Tips from top chefs for your summer BBQ

Tips from top chefs for your summer BBQ

Its BBQ season, so pick up these top tips from the experts on how to sizzle up a storm…

The essentials

Head Chef at Pavyllon London, Benjamin Ferra Y Castel, has a quirky tidbit of advice on how to keep your utensils clean after grilling: “Soak them for 15 minutes in Coca-Cola and then another 15 minutes in ketchup – after a quick rinse they’ll be shiny and new!”

Other chefs have tool tips to elevate your BBQ. Sofian Msetfi, Executive Chef at Michelin-starred Ormer Mayfair by Sofian Msetfi, says the trick to achieving the perfect smoked flavour is to add wood to your BBQ. “But be careful not to overdo it, as you don’t want an acrid taste. Try adding wood slowly to let the flavour build gradually.”

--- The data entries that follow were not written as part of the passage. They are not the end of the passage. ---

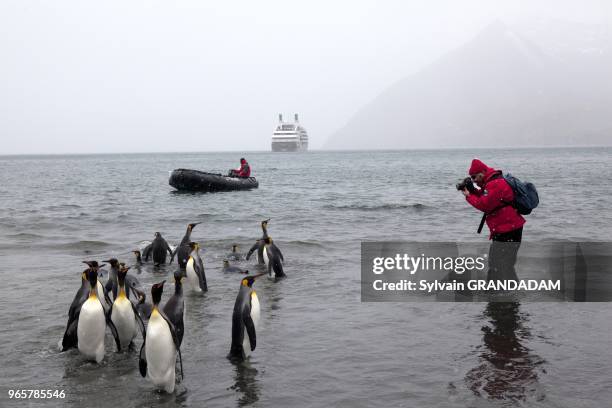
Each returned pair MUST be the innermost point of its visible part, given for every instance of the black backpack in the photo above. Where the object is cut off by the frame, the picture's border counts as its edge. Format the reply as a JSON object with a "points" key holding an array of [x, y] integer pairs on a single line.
{"points": [[525, 195]]}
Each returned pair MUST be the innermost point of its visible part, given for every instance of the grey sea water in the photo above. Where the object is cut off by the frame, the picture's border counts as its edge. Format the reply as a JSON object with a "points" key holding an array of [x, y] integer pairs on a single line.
{"points": [[318, 345]]}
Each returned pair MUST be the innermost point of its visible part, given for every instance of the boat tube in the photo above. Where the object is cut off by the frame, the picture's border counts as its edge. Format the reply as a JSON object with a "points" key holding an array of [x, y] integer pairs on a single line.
{"points": [[194, 180]]}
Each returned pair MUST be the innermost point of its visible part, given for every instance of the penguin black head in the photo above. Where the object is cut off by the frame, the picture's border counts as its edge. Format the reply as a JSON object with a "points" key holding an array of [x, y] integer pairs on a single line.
{"points": [[178, 277], [141, 296], [192, 225], [92, 277], [113, 261], [121, 275], [249, 280], [156, 291]]}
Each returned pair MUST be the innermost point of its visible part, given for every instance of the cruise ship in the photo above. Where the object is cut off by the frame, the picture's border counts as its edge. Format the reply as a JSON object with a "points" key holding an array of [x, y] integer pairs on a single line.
{"points": [[289, 137]]}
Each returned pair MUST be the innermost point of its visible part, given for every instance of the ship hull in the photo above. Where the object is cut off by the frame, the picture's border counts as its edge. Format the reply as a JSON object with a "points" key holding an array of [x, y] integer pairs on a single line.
{"points": [[288, 147]]}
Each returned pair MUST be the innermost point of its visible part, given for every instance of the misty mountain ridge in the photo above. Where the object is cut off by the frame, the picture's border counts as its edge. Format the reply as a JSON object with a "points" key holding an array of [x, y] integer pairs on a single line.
{"points": [[499, 89]]}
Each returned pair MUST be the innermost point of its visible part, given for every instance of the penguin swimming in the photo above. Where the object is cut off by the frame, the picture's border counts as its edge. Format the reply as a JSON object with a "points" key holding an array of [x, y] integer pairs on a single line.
{"points": [[158, 351], [195, 269], [234, 255], [183, 250], [92, 322], [245, 320], [229, 268], [158, 249], [175, 307], [273, 259], [124, 315], [260, 244]]}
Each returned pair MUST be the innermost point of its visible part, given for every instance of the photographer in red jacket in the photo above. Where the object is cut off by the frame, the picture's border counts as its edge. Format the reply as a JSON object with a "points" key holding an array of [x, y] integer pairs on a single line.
{"points": [[494, 197]]}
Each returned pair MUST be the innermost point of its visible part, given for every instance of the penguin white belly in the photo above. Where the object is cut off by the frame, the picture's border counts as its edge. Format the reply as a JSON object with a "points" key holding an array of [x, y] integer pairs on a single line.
{"points": [[91, 330], [124, 320], [266, 259], [161, 353], [192, 276], [255, 315]]}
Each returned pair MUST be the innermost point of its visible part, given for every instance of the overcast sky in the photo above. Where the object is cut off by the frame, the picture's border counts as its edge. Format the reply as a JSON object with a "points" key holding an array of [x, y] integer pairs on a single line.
{"points": [[144, 76]]}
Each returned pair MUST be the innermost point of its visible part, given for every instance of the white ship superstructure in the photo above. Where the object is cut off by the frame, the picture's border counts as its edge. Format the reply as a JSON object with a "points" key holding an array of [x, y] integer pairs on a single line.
{"points": [[289, 137]]}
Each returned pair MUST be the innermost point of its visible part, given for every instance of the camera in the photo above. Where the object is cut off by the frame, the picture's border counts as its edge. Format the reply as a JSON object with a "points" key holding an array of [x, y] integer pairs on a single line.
{"points": [[466, 183]]}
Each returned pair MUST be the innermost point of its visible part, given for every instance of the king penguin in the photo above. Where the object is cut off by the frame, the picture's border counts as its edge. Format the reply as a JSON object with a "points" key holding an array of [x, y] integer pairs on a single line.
{"points": [[183, 250], [70, 334], [273, 259], [195, 269], [175, 307], [158, 351], [124, 315], [260, 245], [158, 249], [92, 323], [245, 320]]}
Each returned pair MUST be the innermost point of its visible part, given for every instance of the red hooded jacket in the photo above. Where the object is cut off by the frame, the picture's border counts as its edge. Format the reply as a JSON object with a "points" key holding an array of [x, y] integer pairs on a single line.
{"points": [[492, 199]]}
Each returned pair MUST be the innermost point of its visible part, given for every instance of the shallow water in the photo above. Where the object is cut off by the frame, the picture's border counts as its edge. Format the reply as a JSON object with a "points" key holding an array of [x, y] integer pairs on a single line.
{"points": [[318, 345]]}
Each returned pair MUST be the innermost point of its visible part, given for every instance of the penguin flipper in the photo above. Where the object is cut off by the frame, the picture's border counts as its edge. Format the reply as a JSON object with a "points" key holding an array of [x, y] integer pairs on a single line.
{"points": [[139, 321], [146, 253], [250, 327], [177, 344], [142, 361], [181, 363], [280, 254], [71, 339], [253, 248], [114, 332], [202, 276]]}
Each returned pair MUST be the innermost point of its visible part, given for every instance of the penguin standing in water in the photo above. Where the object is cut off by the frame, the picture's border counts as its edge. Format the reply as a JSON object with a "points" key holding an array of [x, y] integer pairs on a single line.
{"points": [[158, 249], [92, 322], [273, 259], [183, 250], [245, 320], [175, 307], [195, 269], [234, 269], [234, 255], [124, 315], [260, 245], [158, 351], [70, 334], [143, 307]]}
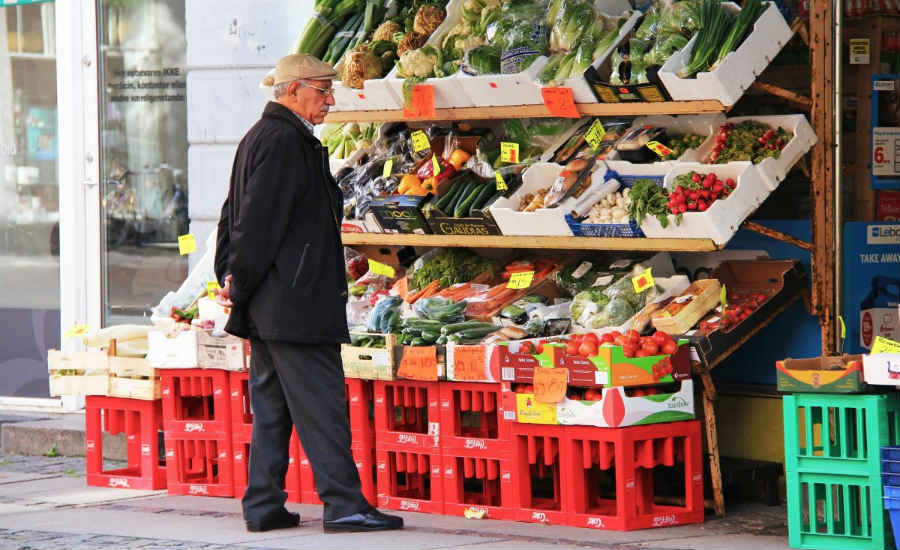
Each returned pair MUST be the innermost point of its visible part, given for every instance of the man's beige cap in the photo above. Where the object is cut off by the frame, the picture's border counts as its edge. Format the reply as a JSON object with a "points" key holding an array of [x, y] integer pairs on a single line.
{"points": [[299, 66]]}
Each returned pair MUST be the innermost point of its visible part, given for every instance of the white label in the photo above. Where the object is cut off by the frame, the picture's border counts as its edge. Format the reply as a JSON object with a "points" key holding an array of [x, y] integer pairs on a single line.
{"points": [[582, 269]]}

Meanwhile, Gopi Chandran of Sopwell House has some hygiene advice: “Always probe the meat to check it has cooked to avoid food poisoning by under-cooking and cross contamination. And work cleanly – have enough work surface to prepare food; keep cooked and raw meats separate.”

Meat & Fish

Paul Greening, Executive Chef at UBA, prefers secondary cuts of meat for the BBQ, like wagyu feather blade or spatchcock chicken, as they are quicker and easier to cook. He adds: “When basting your meat on the BBQ, use an atomiser sprayer filled with your marinade of choice instead of a spoon to ensure maximum flavour.”

Jack Stein, Chef Director at Rick Stein Restaurants, favours fish: “Fish on a BBQ is fantastic – marinade and cook in tin foil to stop the skin sticking to the grill and to retain delicious flavour.”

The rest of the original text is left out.